Elissa Perkins, the director of infectious disease management in the emergency department of the Boston Medical Center, told me she spent most of 2020 “imploring everybody I could in every forum that I could to mask.” In the beginning, she said, this was to flatten the curve, and later to protect the vulnerable. But masking, she said, “was intended to be a short-term intervention,” and she believes we haven’t talked enough about the drawbacks of mandating them for kids long-term.
“If we accept that we don’t want masks to be required in our schools forever, we have to decide when is the right time to remove them,” she said. “And that’s a conversation that we’re not really having.”
At least, people in deep blue areas weren’t having it until recently. But as the Omicron wave begins to ebb, that conversation — sometimes tentatively and sometimes acrimoniously — has begun. Perkins and the Washington Post co-authored an essay this week calling for schools not to use masking. The Atlantic published an article titled, “The Case Against Masks at School.”
“Coming off the Omicron surge, I think there’s going to be a tipping point with more and more people questioning does this need to continue in schools,” said Erin Bromage, an associate professor of biology at the University of Massachusetts, Dartmouth.

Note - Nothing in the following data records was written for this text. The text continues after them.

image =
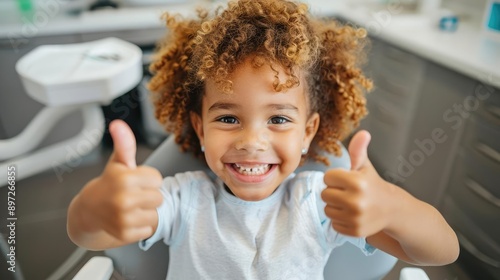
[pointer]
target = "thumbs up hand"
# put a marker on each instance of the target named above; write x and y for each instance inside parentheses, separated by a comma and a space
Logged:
(357, 199)
(122, 201)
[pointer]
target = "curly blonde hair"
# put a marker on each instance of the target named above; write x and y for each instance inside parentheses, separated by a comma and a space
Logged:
(281, 32)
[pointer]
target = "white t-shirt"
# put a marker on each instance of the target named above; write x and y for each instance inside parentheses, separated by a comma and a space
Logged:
(215, 235)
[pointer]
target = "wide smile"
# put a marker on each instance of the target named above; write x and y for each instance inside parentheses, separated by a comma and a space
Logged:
(251, 172)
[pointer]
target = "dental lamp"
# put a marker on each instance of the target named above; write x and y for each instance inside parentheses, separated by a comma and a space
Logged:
(69, 78)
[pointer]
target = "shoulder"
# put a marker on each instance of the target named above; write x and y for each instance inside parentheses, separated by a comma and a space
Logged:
(307, 180)
(301, 185)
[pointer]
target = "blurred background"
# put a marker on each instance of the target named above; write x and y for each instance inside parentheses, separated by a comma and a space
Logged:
(434, 114)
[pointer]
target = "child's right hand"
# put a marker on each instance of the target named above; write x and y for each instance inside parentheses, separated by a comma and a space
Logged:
(122, 201)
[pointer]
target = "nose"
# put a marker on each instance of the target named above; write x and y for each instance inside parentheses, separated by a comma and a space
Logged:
(252, 140)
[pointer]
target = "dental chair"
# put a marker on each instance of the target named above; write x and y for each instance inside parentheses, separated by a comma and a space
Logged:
(346, 262)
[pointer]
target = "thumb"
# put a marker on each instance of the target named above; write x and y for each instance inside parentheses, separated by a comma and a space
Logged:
(124, 146)
(358, 150)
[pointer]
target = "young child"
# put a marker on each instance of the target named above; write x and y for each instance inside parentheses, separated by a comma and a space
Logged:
(256, 90)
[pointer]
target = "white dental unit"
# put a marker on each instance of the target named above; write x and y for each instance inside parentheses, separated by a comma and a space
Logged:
(67, 78)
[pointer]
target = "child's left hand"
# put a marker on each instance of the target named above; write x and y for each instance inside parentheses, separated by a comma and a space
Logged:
(358, 200)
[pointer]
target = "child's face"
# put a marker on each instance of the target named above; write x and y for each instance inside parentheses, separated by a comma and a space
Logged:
(253, 137)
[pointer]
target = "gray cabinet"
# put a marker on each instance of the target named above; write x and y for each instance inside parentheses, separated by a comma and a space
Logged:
(436, 133)
(397, 77)
(472, 198)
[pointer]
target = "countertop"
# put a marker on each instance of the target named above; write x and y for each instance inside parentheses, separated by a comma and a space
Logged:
(468, 50)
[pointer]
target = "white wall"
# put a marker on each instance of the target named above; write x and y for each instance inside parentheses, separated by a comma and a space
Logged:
(467, 10)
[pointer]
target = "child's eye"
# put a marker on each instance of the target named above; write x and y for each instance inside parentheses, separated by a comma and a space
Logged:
(278, 120)
(228, 119)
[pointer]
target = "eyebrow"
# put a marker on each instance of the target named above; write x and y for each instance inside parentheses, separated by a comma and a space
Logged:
(228, 106)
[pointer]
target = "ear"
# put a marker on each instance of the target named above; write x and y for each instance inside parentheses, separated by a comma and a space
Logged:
(312, 126)
(197, 124)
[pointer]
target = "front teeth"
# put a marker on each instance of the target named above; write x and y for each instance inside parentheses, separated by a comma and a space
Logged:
(252, 170)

Bromage was a part of the Rhode Island governor’s team that reopened schools and then helped schools in southern Massachusetts to reopen. Bromage believes in the importance Covid mitigationsHowever, his views on school-masking have changed in recent months. There comes a point, he said, “at which the reduction in risk that comes from the mask is balanced or begins to be outweighed by the detrimental side of things that come with masking.”
Because legitimate interests are being fought, the debate about masks in schools could quickly turn into a vicious one. Many people who have been diagnosed with immunocompromised, or who live with them, fear that mandating will make them more vulnerable. But keeping kids in masks month after month also inflicts harm, even if it’s not always easy to measure.
“I think it would be naïve to not acknowledge that there are downsides of masks,” said Perkins. “I know some of that data is harder to come by because those outcomes are not as discrete as Covid or not-Covid. However, speaking with pediatricians, learning specialists, and parents of younger children, I have found significant issues in language acquisition, pronunciation, and other areas. And there are very clear social and emotional side effects in the older kids.”
That’s why I believe that mandatory school masking should end when coronavirus rates return to pre-Omicron levels. I fully accept that, in future surges, masks might have to go back on, but that’s all the more reason to get them off as soon as possible, to give students some reprieve.
Otherwise, I fear that school-masking will continue, at least for the most liberal areas. The chief executive of the Prince George’s County public schools in Maryland recently downplayed the idea of a future without masks, saying: “The only off-ramp I want is the one where Covid no longer exists. I don’t think that that off-ramp will exist.” I hope this attitude isn’t widespread, but if it is, it will be incumbent for progressive parents desperate for an off-ramp to push back.
There’s some question about how well masks in school really work; many studies are confounded, since communities with school mask mandates tend to adopt other Covid mitigation measures as well. Much of The Atlantic’s “The Case Against Masks at School” is devoted to reviewing studies either conducted or cited by the Centers for Disease Control and Prevention, and it concludes that the “overall takeaway from these studies — that schools with mask mandates have lower Covid-19 transmission rates than schools without mask mandates — is not justified by the data that have been gathered.”
The fact that experts can poke holes in some studies of masking does not mean that masks don’t make a difference. “Unfortunately it’s being painted as black or white, it’s like either they work or they don’t, but with everything it’s nuance and there’s a gradient,” said Bromage. Cloth masks, he said, might reduce the chance of Omicron transmission by “10 percent going out and 10 percent coming in.” That’s not nothing, but it does suggest that the mask mandates we have now aren’t as protective as some might think.
Higher-quality masks are obviously more effective. Los Angeles has begun requiring schools to use upgraded masks. Before other cities follow suit, we need to question whether we really want to make school-mask policies more strict at a time when vaccines for children are readily available and masks that protect the wearer, even if they are not, are widely available.
As Harvard’s Joseph G. Allen has written, “For anyone who fears moving away from universal masking, the great news is that they can continue to wear an N95 mask — along with being vaccinated and boosted — and live a low-risk life regardless of what others around them are doing.” There was a time when N95s were hard to get, but now the Biden administration has started providing them free. And younger kids who can’t wear adult-size N95s can wear KN95s and KF94s.
Omicron’s timing has been especially cruel for those of us who waited eagerly for vaccine approval for children over 5. For almost two years, many of us told our children that once they were vaccinated, they could reclaim many of the ordinary joys they’d had to sacrifice. Omicron put off this reclamation. It shouldn’t be postponed a moment longer than necessary.